For this, Core Power prefers to use small cargo ships. However, containers with brackish water desalination technology are stacked on the ship. The reactor at the center of the ship is designed to operate. This reactor supplies much of the electricity needed.
Plants with such reactors can have different levels of power generation, ranging from 5 megawatts to 70 megawatts, Boe says. Five megawatts of electricity can discharge 35,000 cubic meters of water or 14 Olympic swimming pools of fresh water daily.
This technology pushes seawater through pressure through a partially permeable membrane to expel salt from the brine. In this osmosis system, the minerals in the water are removed by the movement of the liquid molecules, and the salt in the brackish water is removed and fresh water is obtained.
This technology exists in different forms. The efficiency of this technology has increased over the years. But, floating mills are rare.
One of the three plants is currently being purchased by Saudi Arabia, the largest of its kind. If so, will such floating plants come into use?
Image source, Getty Images
Oisann Engineering, the company that designed the water fountain technology, believes this.
The company designs everything from large ships to small floats. But it’s all based on the same philosophy, explains the company’s CEO Gayle Hopkins.
The big difference is that all of this is operated by decades-old underwater seawater desalination technology, not by nuclear reactor electricity.
“This technology has never been commercialized because more submarine pipes are needed to carry water to the surface,” Hopkins said. “We do not use pipes in water fountain technology,” he says. He added that the technology as a whole uses high pressure in the ocean to discharge water without expending too much energy.
The pipeline from the ship to the shore, where the freshwater will eventually go, will be further facilitated by the force of gravity. He also points out that this will reduce the need for more energy.

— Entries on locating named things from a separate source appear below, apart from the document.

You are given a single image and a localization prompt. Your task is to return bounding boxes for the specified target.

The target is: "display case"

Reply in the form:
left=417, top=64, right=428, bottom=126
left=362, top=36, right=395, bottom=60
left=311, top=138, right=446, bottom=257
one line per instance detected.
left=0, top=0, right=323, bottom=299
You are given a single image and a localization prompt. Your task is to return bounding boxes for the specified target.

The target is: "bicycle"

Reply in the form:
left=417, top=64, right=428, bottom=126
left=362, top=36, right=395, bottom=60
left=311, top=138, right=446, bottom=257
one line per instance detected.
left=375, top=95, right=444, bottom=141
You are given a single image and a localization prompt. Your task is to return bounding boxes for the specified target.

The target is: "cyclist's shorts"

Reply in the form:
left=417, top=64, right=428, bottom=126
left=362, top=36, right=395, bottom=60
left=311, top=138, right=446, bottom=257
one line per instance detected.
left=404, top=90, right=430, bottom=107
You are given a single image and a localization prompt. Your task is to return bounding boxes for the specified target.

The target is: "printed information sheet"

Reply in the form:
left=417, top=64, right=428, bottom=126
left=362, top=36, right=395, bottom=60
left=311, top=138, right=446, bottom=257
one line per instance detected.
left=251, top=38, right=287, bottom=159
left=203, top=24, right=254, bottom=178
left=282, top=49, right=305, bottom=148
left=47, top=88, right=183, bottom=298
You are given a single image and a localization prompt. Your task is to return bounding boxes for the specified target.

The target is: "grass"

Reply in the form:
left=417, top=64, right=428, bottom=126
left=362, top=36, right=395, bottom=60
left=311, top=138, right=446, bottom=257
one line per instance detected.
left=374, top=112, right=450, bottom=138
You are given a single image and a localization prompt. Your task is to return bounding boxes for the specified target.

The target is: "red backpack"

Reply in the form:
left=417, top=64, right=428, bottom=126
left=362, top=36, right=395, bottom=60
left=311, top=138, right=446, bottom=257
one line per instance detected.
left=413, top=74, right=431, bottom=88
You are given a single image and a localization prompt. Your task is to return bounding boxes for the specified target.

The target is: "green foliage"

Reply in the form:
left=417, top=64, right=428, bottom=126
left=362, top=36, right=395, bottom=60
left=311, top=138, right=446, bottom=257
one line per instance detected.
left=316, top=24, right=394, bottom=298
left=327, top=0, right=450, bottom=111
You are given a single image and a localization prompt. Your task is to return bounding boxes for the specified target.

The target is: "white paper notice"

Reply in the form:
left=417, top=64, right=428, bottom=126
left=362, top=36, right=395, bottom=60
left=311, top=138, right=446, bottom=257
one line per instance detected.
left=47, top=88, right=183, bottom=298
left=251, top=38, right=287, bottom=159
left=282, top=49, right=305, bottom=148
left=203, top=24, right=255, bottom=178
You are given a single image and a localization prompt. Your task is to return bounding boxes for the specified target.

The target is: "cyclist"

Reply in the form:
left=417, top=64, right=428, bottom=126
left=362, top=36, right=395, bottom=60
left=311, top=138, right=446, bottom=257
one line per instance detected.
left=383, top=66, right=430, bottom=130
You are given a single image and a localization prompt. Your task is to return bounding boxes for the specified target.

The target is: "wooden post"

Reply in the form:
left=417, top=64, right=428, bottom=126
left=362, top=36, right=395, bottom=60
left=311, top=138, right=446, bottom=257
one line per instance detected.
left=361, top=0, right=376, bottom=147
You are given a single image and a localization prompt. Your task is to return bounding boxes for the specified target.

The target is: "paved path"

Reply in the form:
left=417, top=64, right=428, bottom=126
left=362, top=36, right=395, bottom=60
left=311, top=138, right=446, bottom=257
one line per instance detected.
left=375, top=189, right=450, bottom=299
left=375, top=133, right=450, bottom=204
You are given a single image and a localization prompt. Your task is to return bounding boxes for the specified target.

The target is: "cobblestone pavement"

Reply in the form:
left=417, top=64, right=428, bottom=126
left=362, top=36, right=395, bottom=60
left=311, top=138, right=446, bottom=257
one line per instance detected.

Plants powered by this technology will be 30 percent more energy efficient than conventional plants, Hopkins says. The company is currently in the process of developing a small prototype of this plant design. The company hopes to set up the plant in the Philippines by 2023.
Image source, WATER FOUNTAIN
Raya Al-Tata, head of the Sustainable Energy Technology Laboratory at the University of Birmingham, says such ideas, including Core Power’s plant design, are “credible”. However, he says such floating mills have both weights and drawbacks. There are still challenges in bringing desalinated water to shore and finding suitable personnel for this technology.
While the world is experiencing the effects of climate change and experiencing temperatures in excess of 1.5 degrees Celsius, Alp-Tata says humans will eventually need water resources, saying “climate change will have catastrophic effects on water resources.”
Amy Sildrus of the University of Southern California says small floating plants could help reduce the ecological impact of such technology. Highly saline water, removed from brackish water, is toxic to marine life. The technology used today produces more of such toxic water than freshwater.
Hopkins says water released by water fountain technology will not be too salty.